From: Jiaqi Yan <jiaqiyan@google.com>
To: jackmanb@google.com, hannes@cmpxchg.org, linmiaohe@huawei.com,
ziy@nvidia.com, harry.yoo@oracle.com, willy@infradead.org
Cc: nao.horiguchi@gmail.com, david@redhat.com,
lorenzo.stoakes@oracle.com, william.roche@oracle.com,
tony.luck@intel.com, wangkefeng.wang@huawei.com,
jane.chu@oracle.com, akpm@linux-foundation.org,
osalvador@suse.de, muchun.song@linux.dev, rientjes@google.com,
duenwen@google.com, jthoughton@google.com, linux-mm@kvack.org,
linux-kernel@vger.kernel.org, Liam.Howlett@oracle.com,
vbabka@suse.cz, rppt@kernel.org, surenb@google.com,
mhocko@suse.com, Jiaqi Yan <jiaqiyan@google.com>
Subject: [PATCH v3 0/3] Only free healthy pages in high-order has_hwpoisoned folio
Date: Mon, 12 Jan 2026 00:49:20 +0000 [thread overview]
Message-ID: <20260112004923.888429-1-jiaqiyan@google.com> (raw)
At the end of dissolve_free_hugetlb_folio() that a free HugeTLB
folio becomes non-HugeTLB, it is released to buddy allocator
as a high-order folio, e.g. a folio that contains 262144 pages
if the folio was a 1G HugeTLB hugepage.
This is problematic if the HugeTLB hugepage contained HWPoison
subpages.
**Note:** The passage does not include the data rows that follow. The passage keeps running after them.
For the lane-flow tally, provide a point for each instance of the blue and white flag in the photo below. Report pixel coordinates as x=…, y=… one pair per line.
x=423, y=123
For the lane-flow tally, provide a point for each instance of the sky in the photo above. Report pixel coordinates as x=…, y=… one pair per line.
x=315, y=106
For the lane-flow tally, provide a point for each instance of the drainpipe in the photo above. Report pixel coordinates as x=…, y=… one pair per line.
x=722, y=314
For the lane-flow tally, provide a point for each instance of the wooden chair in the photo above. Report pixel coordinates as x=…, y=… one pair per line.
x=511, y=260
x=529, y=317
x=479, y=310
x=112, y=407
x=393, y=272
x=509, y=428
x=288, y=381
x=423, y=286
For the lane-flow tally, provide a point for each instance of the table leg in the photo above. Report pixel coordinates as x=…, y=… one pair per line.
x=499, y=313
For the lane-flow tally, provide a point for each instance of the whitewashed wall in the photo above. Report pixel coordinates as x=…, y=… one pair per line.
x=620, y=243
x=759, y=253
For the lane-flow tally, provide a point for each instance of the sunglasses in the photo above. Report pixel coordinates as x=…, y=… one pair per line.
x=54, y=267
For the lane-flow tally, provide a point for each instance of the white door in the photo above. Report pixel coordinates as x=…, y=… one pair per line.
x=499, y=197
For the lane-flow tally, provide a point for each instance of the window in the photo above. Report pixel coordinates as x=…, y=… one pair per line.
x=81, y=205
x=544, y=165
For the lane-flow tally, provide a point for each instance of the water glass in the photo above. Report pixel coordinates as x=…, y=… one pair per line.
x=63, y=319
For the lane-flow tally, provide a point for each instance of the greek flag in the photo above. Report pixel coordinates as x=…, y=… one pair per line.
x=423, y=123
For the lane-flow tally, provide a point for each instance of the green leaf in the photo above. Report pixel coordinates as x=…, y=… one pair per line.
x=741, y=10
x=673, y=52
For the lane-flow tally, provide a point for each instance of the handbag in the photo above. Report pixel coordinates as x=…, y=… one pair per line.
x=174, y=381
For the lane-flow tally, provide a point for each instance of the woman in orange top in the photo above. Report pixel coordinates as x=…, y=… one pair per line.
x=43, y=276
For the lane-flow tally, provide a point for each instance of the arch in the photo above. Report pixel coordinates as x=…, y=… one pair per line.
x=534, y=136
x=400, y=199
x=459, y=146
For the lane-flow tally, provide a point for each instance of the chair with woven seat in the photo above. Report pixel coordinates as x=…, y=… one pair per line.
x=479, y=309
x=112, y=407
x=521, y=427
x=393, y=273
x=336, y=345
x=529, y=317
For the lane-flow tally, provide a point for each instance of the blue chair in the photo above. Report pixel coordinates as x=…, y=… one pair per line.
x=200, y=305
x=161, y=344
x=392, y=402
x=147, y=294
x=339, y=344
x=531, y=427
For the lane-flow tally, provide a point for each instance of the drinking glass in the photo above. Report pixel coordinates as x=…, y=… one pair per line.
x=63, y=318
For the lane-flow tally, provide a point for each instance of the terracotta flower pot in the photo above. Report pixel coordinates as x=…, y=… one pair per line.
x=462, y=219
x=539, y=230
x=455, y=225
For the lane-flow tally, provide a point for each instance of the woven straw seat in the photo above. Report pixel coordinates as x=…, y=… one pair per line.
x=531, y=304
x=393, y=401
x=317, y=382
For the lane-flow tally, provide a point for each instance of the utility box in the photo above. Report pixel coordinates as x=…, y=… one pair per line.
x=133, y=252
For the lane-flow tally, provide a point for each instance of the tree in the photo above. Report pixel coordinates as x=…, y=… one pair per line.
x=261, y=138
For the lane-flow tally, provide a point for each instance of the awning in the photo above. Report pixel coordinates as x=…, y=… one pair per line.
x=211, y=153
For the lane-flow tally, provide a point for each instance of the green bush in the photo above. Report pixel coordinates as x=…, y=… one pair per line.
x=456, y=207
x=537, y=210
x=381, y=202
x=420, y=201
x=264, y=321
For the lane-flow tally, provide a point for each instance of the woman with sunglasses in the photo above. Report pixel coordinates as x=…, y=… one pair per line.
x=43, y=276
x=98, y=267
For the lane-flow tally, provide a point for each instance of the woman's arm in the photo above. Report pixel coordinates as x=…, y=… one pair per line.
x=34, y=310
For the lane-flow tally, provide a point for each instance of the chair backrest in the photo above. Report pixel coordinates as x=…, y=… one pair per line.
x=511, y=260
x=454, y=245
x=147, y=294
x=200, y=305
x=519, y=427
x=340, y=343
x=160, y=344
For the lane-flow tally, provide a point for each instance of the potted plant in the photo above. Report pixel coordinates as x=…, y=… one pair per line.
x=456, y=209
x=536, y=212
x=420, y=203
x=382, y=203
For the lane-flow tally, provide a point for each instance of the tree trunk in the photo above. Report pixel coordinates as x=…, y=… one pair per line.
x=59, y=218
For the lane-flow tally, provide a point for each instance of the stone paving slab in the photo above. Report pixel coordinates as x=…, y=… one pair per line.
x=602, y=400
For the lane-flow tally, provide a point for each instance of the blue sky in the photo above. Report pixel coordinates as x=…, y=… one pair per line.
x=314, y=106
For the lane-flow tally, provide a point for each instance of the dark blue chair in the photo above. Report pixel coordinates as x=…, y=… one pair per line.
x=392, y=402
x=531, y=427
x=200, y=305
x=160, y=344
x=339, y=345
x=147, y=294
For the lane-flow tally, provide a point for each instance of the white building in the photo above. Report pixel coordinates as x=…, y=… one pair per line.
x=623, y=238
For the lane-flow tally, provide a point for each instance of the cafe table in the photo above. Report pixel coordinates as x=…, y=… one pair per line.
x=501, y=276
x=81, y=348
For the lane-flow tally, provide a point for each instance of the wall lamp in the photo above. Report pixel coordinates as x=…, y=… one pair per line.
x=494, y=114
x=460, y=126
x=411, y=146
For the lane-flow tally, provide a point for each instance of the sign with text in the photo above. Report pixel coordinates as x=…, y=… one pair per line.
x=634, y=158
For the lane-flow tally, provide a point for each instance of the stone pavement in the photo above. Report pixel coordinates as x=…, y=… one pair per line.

In that case, since buddy allocator does not check
HWPoison for non-zero-order folio, the raw HWPoison page can
be given out with its buddy page and be re-used by either
kernel or userspace.
Memory failure recovery (MFR) in kernel does attempt to take
raw HWPoison page off buddy allocator after
dissolve_free_hugetlb_folio(). However, there is always a time
window between dissolve_free_hugetlb_folio() frees a HWPoison
high-order folio to buddy allocator and MFR takes HWPoison
raw page off buddy allocator.
One obvious way to avoid this problem is to add page sanity
checks in page allocate or free path. However, it is against
the past efforts to reduce sanity check overhead [1,2,3].
Introduce free_has_hwpoisoned() to "salvage" the healthy pages
and excludes the HWPoison ones in the high-order folio.
free_has_hwpoisoned() happens after free_pages_prepare(),
which already deals with both decomposing the original compound
page, updating page metadata like alloc tag and page owner.
Its idea is to iterate through the sub-pages of the folio to
identify contiguous ranges of healthy pages. Instead of freeing
pages one by one, decompose healthy ranges into the largest
possible blocks. Each block is freed via free_one_page() directly.
free_has_hwpoisoned has linear time complexity wrt the number
of pages in the folio. While the power-of-two decomposition
ensures that the number of calls to the buddy allocator is
logarithmic for each contiguous healthy range, the mandatory
linear scan of pages to identify PageHWPoison defines the
overall time complexity.
I tested with some test-only code [4] and hugetlb-mfr [5], by
checking the status of pcplist and freelist immediately after
dissolve_free_hugetlb_folio() a free 2M or 1G hugetlb page that
contains 1~8 HWPoison raw pages:
- HWPoison pages are excluded by free_has_hwpoisoned().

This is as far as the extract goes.